I would like to make a custom CDF where I can view the top part of the CDF with even spacing between 0.9, 0.99, 0.999, etc.
To do this, I tried the following code:
library(ggplot2)
library(scales)
log_tail_trans = function() trans_new("log_tail", function(x) -log10(1-x), function(y) 1 - 10^(-y), breaks=c(0.9, 0.99, 0.999))
p <- ggplot(df, aes(value)) +
stat_ecdf(geom='step') +
coord_trans(y = 'log_tail') +
theme_bw() +
ylim(c(0.68, 0.999999)) +
xlim(c(0, 1000))
This appears to produce the CDF I want, but even though I've specified breaks, I get the default breaks, as seen below:
There's a previous SO question where someone has the same issue without a CDF and the accepted answer is to use scale_y_continuous to modify the breaks after applying coord_trans, but if do the same thing with a CDF, there's no change and I get the plot above.
p <- ggplot(df, aes(value)) +
stat_ecdf(geom='step') +
coord_trans(y = 'log_tail') +
scale_y_continuous(breaks=c(0.9, 0.99, 0.999), labels=c(0.9, 0.99, 0.999)) +
theme_bw() +
ylim(c(0.68, 0.999999)) +
xlim(c(0, 1000))
I've also tried passing my transformation into scale_y_continuous, but if I do that with a CDF, then no transformation occurs and I still get the default breaks even though I'm specifying breaks and labels.

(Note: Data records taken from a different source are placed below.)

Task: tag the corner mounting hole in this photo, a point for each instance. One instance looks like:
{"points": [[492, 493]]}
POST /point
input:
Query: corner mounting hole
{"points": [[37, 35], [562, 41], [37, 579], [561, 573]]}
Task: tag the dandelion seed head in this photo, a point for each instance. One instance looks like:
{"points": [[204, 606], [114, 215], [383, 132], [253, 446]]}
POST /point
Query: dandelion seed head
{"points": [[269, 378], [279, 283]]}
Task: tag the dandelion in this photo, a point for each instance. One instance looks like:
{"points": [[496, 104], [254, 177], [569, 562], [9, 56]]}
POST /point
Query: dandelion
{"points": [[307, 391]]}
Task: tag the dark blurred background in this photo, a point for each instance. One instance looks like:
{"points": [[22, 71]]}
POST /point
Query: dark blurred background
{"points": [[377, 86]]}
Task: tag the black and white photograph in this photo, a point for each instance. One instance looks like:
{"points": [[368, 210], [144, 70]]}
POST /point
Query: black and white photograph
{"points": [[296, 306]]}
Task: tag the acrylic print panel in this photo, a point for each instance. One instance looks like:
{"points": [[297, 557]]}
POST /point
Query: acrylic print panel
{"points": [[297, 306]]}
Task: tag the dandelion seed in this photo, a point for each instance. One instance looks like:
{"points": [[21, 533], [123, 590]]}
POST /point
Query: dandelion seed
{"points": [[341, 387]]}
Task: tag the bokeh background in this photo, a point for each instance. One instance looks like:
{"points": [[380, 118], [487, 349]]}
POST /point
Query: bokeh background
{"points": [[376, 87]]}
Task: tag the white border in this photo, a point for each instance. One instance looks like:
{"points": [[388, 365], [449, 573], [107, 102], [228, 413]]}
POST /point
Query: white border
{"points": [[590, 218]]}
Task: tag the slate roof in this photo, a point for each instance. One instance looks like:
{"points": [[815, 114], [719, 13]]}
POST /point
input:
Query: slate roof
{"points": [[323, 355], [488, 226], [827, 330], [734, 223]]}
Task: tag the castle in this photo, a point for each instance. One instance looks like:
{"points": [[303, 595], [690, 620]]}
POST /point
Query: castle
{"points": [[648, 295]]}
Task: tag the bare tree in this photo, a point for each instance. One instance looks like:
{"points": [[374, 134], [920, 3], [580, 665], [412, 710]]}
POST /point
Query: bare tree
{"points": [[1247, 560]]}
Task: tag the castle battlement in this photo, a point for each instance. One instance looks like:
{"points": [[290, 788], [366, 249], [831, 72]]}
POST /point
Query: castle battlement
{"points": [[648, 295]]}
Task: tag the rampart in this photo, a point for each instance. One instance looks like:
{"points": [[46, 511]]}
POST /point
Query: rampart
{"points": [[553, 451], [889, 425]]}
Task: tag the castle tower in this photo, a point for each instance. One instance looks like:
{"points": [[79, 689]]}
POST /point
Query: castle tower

One way I could solve this problem is to "manually" compute the CDF and do the transform myself and then set custom labels, but is there something I'm doing wrong in the above that I need to change or is there an alternate method I can use that takes advantage of ggplot (or tidyverse or other pre-existing) functionality?
This is with R 4.0.3, ggplot 3.3.3, and scales 1.1.1.